Legolas a Anix foram
para a saída, enquanto mais fregueses começavam a chegar, curiosos pelo anúncio
do halfling. Enquanto saiam, foram abordados pelo homem de capuz negro.
_ Com licença, ouvi dizerem que estão indo a Triunphus. É
verdade?
_ Sim. Por que quer saber? – disse Anix.
_ É que também estou indo para lá. Será que se
importariam em dividir a fogueira na estrada comigo? – perguntou o homem,
enquanto retirava o capuz que cobria o rosto. Duas orelhas pontudas se
revelaram, era também um elfo. – Sou Galarden! – apresentou-se, por fim.
Anix olhou
desconfiado para o estranho. Pensou por um tempo e depois falou:
_ Vamos consultar meus amigos. Mas antes quero saber quem
é você e o que quer em Triunphus.
_ Estou viajando pelo Reinado, conhecendo-o. Ouvi falar
desta cidade e decidi conhecê-la. Sou um arqueiro, nasci em Lenórienn e agora
estou viajando pelo norte.
Anix e Legolas voltaram
ao poço, acompanhados de Galarden. Squall e Orion já tinham retornado e os
aguardavam junto com os outros. O feiticeiro havia conseguido rações para a
viagem e o guerreiro exibia, orgulhoso, sua espada novamente em chamas e viva
após petiscar a alma de uma pobre lebre.
_ Amigos! Este é Galarden. Nós o encontramos na taverna e
ele também está indo para Triunphus e pediu para nos acompanhar até lá – disse Anix,
apontando para o elfo que os acompanhava. – O que vocês acham?

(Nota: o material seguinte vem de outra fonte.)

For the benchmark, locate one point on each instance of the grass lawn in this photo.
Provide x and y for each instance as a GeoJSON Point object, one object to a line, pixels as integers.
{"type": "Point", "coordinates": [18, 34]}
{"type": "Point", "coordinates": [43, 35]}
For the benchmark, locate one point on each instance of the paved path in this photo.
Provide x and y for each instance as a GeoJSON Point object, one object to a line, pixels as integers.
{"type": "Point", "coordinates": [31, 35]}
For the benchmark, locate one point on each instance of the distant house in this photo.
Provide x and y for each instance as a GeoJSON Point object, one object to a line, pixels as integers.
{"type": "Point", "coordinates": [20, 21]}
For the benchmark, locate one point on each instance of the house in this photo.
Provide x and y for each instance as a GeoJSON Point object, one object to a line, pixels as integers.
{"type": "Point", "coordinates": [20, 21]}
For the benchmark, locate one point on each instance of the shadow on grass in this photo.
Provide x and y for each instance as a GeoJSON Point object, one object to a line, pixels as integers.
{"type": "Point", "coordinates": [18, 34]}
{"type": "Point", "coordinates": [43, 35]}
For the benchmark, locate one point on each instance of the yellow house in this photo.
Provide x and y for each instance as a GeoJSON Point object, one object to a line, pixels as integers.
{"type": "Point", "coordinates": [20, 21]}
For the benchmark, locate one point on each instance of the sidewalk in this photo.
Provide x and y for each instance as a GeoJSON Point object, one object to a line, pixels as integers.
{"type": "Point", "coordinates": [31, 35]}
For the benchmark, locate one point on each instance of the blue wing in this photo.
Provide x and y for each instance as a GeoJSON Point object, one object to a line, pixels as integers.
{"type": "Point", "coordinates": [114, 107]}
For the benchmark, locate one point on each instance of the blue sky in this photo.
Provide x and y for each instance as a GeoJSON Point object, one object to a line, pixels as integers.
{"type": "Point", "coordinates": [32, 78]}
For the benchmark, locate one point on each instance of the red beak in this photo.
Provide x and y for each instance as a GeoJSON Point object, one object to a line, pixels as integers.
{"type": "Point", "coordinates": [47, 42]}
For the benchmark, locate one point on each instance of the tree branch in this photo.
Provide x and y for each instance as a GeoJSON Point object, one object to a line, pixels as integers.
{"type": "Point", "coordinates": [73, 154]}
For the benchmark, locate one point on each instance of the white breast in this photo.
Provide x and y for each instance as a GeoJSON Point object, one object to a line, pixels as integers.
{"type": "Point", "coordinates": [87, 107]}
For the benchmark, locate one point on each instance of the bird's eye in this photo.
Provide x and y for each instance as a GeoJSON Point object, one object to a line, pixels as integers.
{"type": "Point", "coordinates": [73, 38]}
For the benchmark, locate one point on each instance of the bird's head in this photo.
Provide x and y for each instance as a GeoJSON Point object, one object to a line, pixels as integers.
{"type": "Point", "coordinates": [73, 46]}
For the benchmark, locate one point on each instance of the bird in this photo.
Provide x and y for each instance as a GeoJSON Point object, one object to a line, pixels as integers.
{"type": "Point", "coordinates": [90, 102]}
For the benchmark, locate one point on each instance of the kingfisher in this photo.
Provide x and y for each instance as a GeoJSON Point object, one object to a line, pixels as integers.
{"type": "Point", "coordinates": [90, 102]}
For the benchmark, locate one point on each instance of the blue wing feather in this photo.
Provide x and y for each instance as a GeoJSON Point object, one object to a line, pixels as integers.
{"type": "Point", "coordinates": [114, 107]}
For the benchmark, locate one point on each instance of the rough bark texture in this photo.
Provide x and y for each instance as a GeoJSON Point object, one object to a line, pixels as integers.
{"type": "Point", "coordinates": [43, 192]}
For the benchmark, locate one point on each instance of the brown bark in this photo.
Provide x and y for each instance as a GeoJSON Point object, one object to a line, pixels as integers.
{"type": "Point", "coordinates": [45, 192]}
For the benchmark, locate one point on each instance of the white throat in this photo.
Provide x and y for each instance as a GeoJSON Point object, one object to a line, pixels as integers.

_ Você pode até nos acompanhar até lá, mas estaremos de
olho em você – disse
Nailo, ofegante.
_ Sim. Vê este dragão azul. Nós o matamos e faremos o
mesmo com você se tentar qualquer gracinha – Ameaçou Squall, após usar seu anel
para assumir sua forma dracônica e cuspir uma rajada de chamas para o alto.

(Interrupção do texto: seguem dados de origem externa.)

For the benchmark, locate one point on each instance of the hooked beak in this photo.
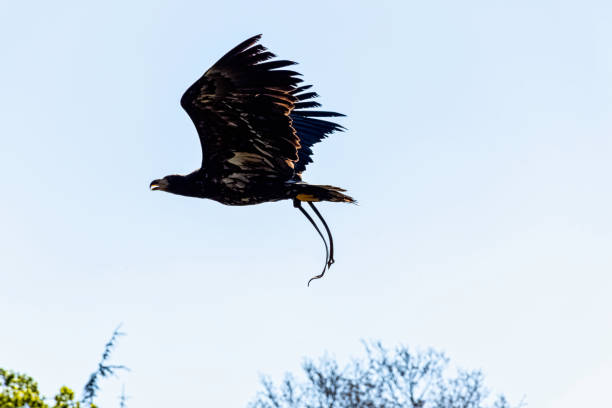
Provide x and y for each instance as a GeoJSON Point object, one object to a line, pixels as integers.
{"type": "Point", "coordinates": [160, 184]}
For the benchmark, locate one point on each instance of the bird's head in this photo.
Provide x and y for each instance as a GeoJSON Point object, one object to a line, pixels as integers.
{"type": "Point", "coordinates": [171, 184]}
{"type": "Point", "coordinates": [176, 184]}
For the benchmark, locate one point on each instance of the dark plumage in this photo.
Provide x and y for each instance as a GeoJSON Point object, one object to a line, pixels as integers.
{"type": "Point", "coordinates": [256, 130]}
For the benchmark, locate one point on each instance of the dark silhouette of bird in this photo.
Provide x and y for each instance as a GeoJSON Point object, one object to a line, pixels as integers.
{"type": "Point", "coordinates": [256, 130]}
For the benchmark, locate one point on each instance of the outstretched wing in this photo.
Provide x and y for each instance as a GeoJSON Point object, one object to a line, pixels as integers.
{"type": "Point", "coordinates": [241, 109]}
{"type": "Point", "coordinates": [309, 129]}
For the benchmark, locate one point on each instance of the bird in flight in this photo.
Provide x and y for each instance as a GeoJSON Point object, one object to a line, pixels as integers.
{"type": "Point", "coordinates": [256, 130]}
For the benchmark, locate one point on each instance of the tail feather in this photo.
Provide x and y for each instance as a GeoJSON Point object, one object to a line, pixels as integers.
{"type": "Point", "coordinates": [313, 193]}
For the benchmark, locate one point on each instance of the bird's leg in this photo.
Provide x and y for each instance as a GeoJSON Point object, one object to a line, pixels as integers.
{"type": "Point", "coordinates": [297, 204]}
{"type": "Point", "coordinates": [331, 240]}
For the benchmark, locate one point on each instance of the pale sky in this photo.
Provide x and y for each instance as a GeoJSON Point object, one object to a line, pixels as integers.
{"type": "Point", "coordinates": [478, 145]}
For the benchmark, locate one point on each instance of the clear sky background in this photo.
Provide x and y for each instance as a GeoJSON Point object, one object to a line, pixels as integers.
{"type": "Point", "coordinates": [479, 146]}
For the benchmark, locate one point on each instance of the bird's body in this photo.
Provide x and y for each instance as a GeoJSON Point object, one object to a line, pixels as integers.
{"type": "Point", "coordinates": [256, 133]}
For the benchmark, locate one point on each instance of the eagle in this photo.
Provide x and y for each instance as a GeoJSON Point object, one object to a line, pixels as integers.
{"type": "Point", "coordinates": [257, 128]}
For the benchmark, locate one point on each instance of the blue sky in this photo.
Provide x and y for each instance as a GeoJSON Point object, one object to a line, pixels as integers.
{"type": "Point", "coordinates": [478, 145]}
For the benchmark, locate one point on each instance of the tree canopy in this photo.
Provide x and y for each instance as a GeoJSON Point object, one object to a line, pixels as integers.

Galarden observava atônito
à demonstração de poder daquelas pessoas. Tinha visto muitas coisas estranhas
desde que deixara a terra natal, o lar destruído dos elfos. Mas algo o dizia
que se ficasse junto daquele grupo, veria coisas que sua imaginação sequer
seria capaz de pensar. Ainda intimidado pelas ameaças, ele concordou com um
aceno de cabeça. O grupo juntou seus pertences e partiu. Dinossauro e lobo já os
aguardavam na saída da cidade. Era possível ver na expressão do lobo a sua
inquietação, como se o animal pressentisse problemas. E pressentia.